There is more in Benedict's Rule than meets the eye. Based on the rules of life of John Cassian and Saint Basil, Benedict invites us to go further back to the scriptural basis of all Christian and monastic living and pursue our spiritual journey by the guidance of the Gospel.
This book of reflections on the tools for good living is intended to be read very slowly, one section at a time. In addition to communicating reflections on each verse of chapter 4, Casey invites readers to:
- continue the process of reflection for themselves
- apply what is written to their own lives
- draw on their own wisdom and insight
- and, ultimately, broaden their experience of monastic spirituality
Michael Casey, OCSO, is a monk of Tarrawarra Abbey (Australia).
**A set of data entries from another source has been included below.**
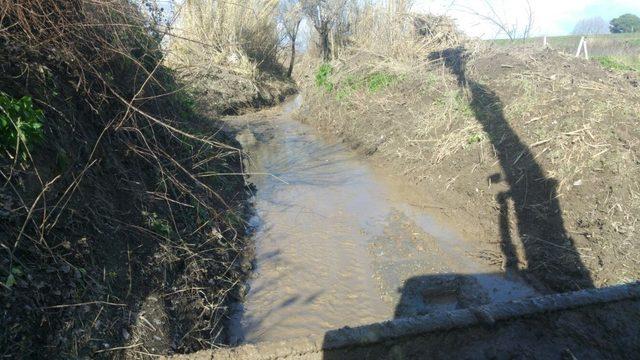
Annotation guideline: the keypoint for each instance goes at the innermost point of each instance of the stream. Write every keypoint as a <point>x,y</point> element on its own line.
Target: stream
<point>336,245</point>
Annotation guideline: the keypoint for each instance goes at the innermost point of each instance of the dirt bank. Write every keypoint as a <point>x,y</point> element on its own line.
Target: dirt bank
<point>118,236</point>
<point>530,152</point>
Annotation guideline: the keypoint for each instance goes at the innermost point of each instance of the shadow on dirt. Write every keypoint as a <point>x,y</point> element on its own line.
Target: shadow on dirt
<point>546,257</point>
<point>429,327</point>
<point>548,252</point>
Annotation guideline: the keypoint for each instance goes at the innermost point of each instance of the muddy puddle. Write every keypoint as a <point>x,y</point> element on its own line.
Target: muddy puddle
<point>337,246</point>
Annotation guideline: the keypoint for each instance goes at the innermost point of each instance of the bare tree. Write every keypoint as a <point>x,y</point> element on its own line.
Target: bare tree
<point>591,26</point>
<point>324,14</point>
<point>512,28</point>
<point>290,16</point>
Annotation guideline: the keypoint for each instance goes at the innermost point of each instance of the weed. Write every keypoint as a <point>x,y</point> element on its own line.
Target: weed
<point>157,224</point>
<point>20,124</point>
<point>475,138</point>
<point>379,81</point>
<point>322,77</point>
<point>611,63</point>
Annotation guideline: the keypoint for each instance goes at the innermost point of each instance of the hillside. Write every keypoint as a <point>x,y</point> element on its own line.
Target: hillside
<point>530,152</point>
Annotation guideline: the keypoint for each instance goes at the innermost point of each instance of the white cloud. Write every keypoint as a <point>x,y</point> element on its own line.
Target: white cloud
<point>551,17</point>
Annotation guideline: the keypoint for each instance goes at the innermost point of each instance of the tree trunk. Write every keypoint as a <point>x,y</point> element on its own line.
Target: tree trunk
<point>293,56</point>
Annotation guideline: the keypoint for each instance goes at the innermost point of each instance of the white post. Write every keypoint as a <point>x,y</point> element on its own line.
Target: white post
<point>586,52</point>
<point>580,46</point>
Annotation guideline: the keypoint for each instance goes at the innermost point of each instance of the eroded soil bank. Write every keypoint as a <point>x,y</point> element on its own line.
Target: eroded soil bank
<point>337,244</point>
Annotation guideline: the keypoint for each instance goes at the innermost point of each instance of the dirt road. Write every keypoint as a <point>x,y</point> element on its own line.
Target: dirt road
<point>339,245</point>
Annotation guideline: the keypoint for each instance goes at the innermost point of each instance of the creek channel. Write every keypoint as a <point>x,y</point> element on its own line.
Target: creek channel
<point>336,245</point>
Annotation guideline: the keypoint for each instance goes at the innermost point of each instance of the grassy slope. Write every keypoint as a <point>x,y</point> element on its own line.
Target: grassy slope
<point>614,51</point>
<point>115,215</point>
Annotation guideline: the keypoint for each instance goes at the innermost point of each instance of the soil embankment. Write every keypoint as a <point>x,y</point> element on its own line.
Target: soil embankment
<point>532,153</point>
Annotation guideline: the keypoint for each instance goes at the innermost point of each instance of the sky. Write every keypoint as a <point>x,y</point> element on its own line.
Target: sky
<point>551,17</point>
He holds a degree in Scripture at Leuven and a doctorate from Melbourne College of Divinity for a study of desire for God in the writings of Bernard of Clairvaux. In recent decades he has been engaged in exploring different aspects of monastic spirituality, writing, and giving conferences throughout the English-speaking monastic world. His books include The Road to Eternal Life: Reflections on the Prologue of Benedict's Rule (Liturgical Press, 2011)
Ancient monastic authors often stressed their wish to be of use to readers. Like them, Michael Casey has written a useful volume, a volume to live by. Drawing on a wealth of sources, and reading deeply in the book of experience, he shows what a vast perspective is indicated in the `little Rule' of Benedict, what fullness of life is in store for those who follow it with courage and coherence.
Eric Varden, OCSO, Mount Saint Bernard Abbey
This book is not an exegetical study; one goes elsewhere for such. Rather this is a wisdom text, exploring each tool in a search to comprehend these pithy sayings for good living. . . . It is his own lived experience that brightens up the text. Casey's years of cenobitic living, coupled with his perceptive eye and peppered wit give life to the seventy-four tools.
Timothy Joyce, OSB, Glastonbury Abbey, Hingham, MA, American Benedictine Review
Michael Casey brings a deep lived knowledge of the monastic tradition to this splendid set of reflections on Benedict's Rule. He manages to marry faith commitment to pastoral common sense in such a manner that monks and laity as well can find answers to that request made to the old desert dwellers: Give me a good word. Casey, in fact, gives us many good words.
Lawrence S. Cunningham, John A. O'Brien Professor of Theology (Emeritus), The University of Notre Dame
In my regular university course on the Rule of St. Benedict as a mirror to present-day culture there is close reading of some chapters of the Rule. To my shame I tended to neglect chapter four a bit. Michael Casey's deep reflections in this remarkable book are nourished by a half century of monastic reading and deep psychological and existential insight. I can now draw from nearly 300 pages of wisdom on the fourth chapter of Benedict's Rule. Just to quote from Fr. Michael's preface: "There is much more in Benedict's Rule than meets the superficial eye."
Wil Derkse, Andreas van Melsen Chair for Science, Society and Worldviews (retired), Catholic Radboud University of Nijmegen, The Netherlands
Seventy-Four Tools for Good Living is Michael Casey's ingenious way of rendering the wisdom of St. Benedict for our times. As a master teacher, he weaves together sources from the monastic tradition and contemporary insights through these seventy-four tools. If this is not his best book, it is certainly his most readable and gracious offering to his students and readers. This is a book that comes from his personal lectio and living the monastic way of life in Australia. It is also a book I can use for lectio and living my monastic way of life here in Indiana. Lay contemplatives, especially oblates, will find this a cut above the books published in most bibliographies on monastic spirituality. This book matters!
Meg Funk, OSB, Our Lady of Grace Monastery
"The incomparable Casey has done it again. He seems to deliberately choose the most unlikely sections of the Rule of Benedict and make them into something appealing, even compelling, for the modern reader."